Calculate the flux of capital F of x comma y equal to angle bracket x cubed comma y cubed close angle bracket across a unit circle oriented counterclockwise. So this is going to become the double integral over the region D with respect to A lot of P sub x plus Q sub y. Going back to Green's theorem.

Now in this case P is x cubed and Q is y cubed. So taking those derivatives respectively, this becomes the integral, double integral over the region D with respect to A of 3x squared y squared. 3x squared plus 3y squared. And in fact, I'm going to go ahead and change those boundaries to make that double integral.

So we'll have the integral from negative 1 to 1 with respect to x of the integral from negative square root of 1 minus x squared end square root to square root of 1 minus x squared end square root with respect to y of the function 3x squared plus 3y squared. Might be a good idea to go ahead and change to polar coordinates. Since we have an x squared plus y squared we are dealing with a circle after all.

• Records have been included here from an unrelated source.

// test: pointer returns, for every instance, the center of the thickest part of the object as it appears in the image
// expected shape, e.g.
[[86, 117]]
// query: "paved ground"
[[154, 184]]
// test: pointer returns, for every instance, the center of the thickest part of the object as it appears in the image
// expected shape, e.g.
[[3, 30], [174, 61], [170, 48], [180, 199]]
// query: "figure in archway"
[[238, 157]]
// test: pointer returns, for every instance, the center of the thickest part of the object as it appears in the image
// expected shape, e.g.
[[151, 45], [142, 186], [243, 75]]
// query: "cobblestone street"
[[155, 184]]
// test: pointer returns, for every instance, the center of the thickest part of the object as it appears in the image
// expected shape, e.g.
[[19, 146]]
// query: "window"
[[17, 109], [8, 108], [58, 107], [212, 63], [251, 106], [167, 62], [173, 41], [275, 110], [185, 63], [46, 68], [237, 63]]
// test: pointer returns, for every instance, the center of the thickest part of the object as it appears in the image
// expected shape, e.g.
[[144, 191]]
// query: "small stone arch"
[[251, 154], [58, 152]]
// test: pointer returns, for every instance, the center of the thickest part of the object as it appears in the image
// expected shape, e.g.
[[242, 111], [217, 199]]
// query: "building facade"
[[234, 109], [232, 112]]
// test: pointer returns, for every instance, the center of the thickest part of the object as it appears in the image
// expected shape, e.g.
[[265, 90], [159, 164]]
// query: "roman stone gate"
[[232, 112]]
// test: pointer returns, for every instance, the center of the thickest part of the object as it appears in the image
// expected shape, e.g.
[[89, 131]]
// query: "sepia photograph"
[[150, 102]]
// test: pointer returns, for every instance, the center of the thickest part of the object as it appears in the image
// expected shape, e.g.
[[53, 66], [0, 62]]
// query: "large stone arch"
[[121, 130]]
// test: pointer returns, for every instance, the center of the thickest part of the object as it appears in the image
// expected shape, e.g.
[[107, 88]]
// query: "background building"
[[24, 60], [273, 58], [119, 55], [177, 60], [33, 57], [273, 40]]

So let's see using some of our identities, this will be equal to the integral from 0 to 2 pi with respect to theta of the integral from 0 to 1 with respect to r of the function 3r squared times r. And we have two independent functions here. So this will be equal to parentheses integral from 0 to 2 pi with respect to theta of the function 1 close parentheses. Open parentheses integral from 0 to 1 with respect to r of 3r to the fourth power. Well, 3r to the third power. Close parentheses.

First integral is equal to 2 pi. And the second integral be equal to 3/4, which makes the flux of capital F of x comma y equal to 3 pi over 2.